And so we smoked and talked about what difficult times were upon us, then we stayed silent, then who had how many children and whether they wanted more, then how expensive the gas was, then how many bottles one collected from dumpsters, who had how much moisture on their wall at home, that he would now go home to his folks, that I needed to go pick up the little one from school, and so on for about three cigarettes worth of time.
And then I stepped out of the way, got in the car and moved it. He pushed his moped in a semi-circle and stepped on the kick start.
“I’ll remember you”, he said when I got out, almost inaudibly through the two-beat racket of the Tomos.
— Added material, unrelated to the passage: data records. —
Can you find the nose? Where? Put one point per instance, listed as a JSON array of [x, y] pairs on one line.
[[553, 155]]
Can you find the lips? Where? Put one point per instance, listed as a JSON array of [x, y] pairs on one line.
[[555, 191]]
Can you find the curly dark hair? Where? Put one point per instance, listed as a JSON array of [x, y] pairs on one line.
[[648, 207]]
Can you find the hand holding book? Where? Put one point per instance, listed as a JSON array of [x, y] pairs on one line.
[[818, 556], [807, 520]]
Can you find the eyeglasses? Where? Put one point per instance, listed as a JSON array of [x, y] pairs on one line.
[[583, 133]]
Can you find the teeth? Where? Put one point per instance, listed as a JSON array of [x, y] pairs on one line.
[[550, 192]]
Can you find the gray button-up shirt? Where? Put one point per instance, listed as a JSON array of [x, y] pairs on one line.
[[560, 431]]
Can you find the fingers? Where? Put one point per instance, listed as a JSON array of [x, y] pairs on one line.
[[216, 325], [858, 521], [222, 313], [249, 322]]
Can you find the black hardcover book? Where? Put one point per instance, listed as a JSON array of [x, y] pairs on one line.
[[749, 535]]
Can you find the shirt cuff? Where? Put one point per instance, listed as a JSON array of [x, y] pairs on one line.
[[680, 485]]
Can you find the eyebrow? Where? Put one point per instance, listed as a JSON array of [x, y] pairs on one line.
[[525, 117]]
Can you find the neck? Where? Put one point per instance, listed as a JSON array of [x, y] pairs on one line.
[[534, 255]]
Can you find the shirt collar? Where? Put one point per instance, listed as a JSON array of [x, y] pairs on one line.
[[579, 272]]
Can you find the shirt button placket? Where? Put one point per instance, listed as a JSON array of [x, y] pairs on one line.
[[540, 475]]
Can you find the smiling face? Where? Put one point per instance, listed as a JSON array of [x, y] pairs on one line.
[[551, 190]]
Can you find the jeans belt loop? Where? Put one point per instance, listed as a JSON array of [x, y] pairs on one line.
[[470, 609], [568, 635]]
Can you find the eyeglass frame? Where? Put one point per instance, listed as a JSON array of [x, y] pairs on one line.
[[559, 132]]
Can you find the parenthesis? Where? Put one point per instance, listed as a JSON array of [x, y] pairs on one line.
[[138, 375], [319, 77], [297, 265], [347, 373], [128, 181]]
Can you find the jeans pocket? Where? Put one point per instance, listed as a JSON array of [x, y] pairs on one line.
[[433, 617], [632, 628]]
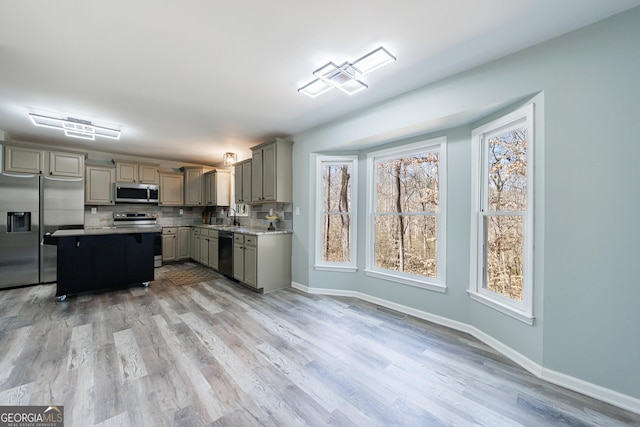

“Me too” I moved my lips voicelessly.
It was time to pick up the little one. He was nearby. As I walked on foot, I looked at my steps and my shoes and thought about whether I’d turned out a fool. I was drained as if I’d been fighting, I was wondering whether I had made a mistake, I was mulling over what I had said and what I should have said to that guy, what I had done, and what I should have possibly done. From that conversation over a smoke, my thoughts were wandering off to work, off to how late I was with this one guy. A different anxiety struck me. I walked into the classroom. Inside, those kids were raising the ceiling with their noise. I barely heard the teacher out about how my son had not written anything in nature class again, how he had only stared. I saw red. He was looking at me from down below, with that guilty look of student angst. I was boiling over. Yesterday, we had argued about writing, that he had to listen, that he had to pay attention in class. We went out of thе classroom, with me hоlding his hand and walking in front of him, him dragging himself along behind me and listening as I was preaching down the stairs about how disappointed I was and angry that he was not paying attention. Just as we were leaving the school yard, I was at my angriest because he was continuing with his old ways, despite the billion promises that he would study. I squeezed his hand stronger and stronger and walked faster and faster, and he was scurrying after me and I was asking him how come the other kids had written everything down, yet only he hadn’t done any work in class, and I asked him what exactly they had been learning about in nature class.